Now Fujimori is again refusing to acknowledge the reality that she has lost, and is using both traditional and social media to spread allegations of fraud, in order to undermine the results of the election. Not coincidentally, Fujimori faces the possibility of serious jail time on charges of money laundering, leading a criminal organization, and obstruction of justice, and remains vulnerable to prosecution unless she can gain the immunity that becoming president would confer.
The claims of fraud seek to deny the presidency to Castillo, a campesino, school teacher and trade unionist from rural Cajamarca; they play on racist and classist tropes. Ahead of the June 6 voting, Fujimori and her allies launched a fierce red-baiting campaign that portrayed Castillo as a dangerous communist, and even a Shining Path militant. This blatant manipulation of old fears about political violence, intended to discredit Castillo wholesale, has been widely echoed in the mainstream media. Now, it is also being deployed as an argument to justify the overturning of the election results should Castillo be proclaimed the winner. Elite hysteria over a Castillo victory has intersected with Fujimori’s urgent need to win the presidency to avoid prison.

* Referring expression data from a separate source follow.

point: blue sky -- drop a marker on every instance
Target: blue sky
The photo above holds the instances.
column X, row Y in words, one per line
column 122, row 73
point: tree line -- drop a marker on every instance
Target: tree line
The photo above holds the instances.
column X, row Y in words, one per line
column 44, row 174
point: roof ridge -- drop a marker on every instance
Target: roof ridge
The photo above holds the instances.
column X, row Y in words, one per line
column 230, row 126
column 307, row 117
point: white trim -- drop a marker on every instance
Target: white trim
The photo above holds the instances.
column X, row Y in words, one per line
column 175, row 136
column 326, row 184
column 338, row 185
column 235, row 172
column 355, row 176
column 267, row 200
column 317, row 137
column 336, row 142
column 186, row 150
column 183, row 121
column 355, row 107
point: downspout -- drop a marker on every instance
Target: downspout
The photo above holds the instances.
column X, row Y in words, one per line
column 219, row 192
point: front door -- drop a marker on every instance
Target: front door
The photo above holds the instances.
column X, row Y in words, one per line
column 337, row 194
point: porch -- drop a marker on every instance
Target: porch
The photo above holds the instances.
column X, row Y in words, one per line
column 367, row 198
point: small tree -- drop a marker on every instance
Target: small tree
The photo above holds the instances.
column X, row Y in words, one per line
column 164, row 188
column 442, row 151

As the review of the final ballot challenges comes to an end, it seems clear that Castillo has won a fair vote, and should be sworn in as Peru’s next president on July 28. But if Fujimori has her way, she and her party will find a way to overturn the election and prevent Castillo from assuming office. This is the moment for democratic leaders throughout the world to stand up to defend the integrity of the electoral process, and accept the judgement of the majority of voters, after competent electoral authorities have certified the outcome. If Fujimori succeeds in subverting Peru’s elections, the consequences would be dire—not just for Peru, but for all of the region’s democracies.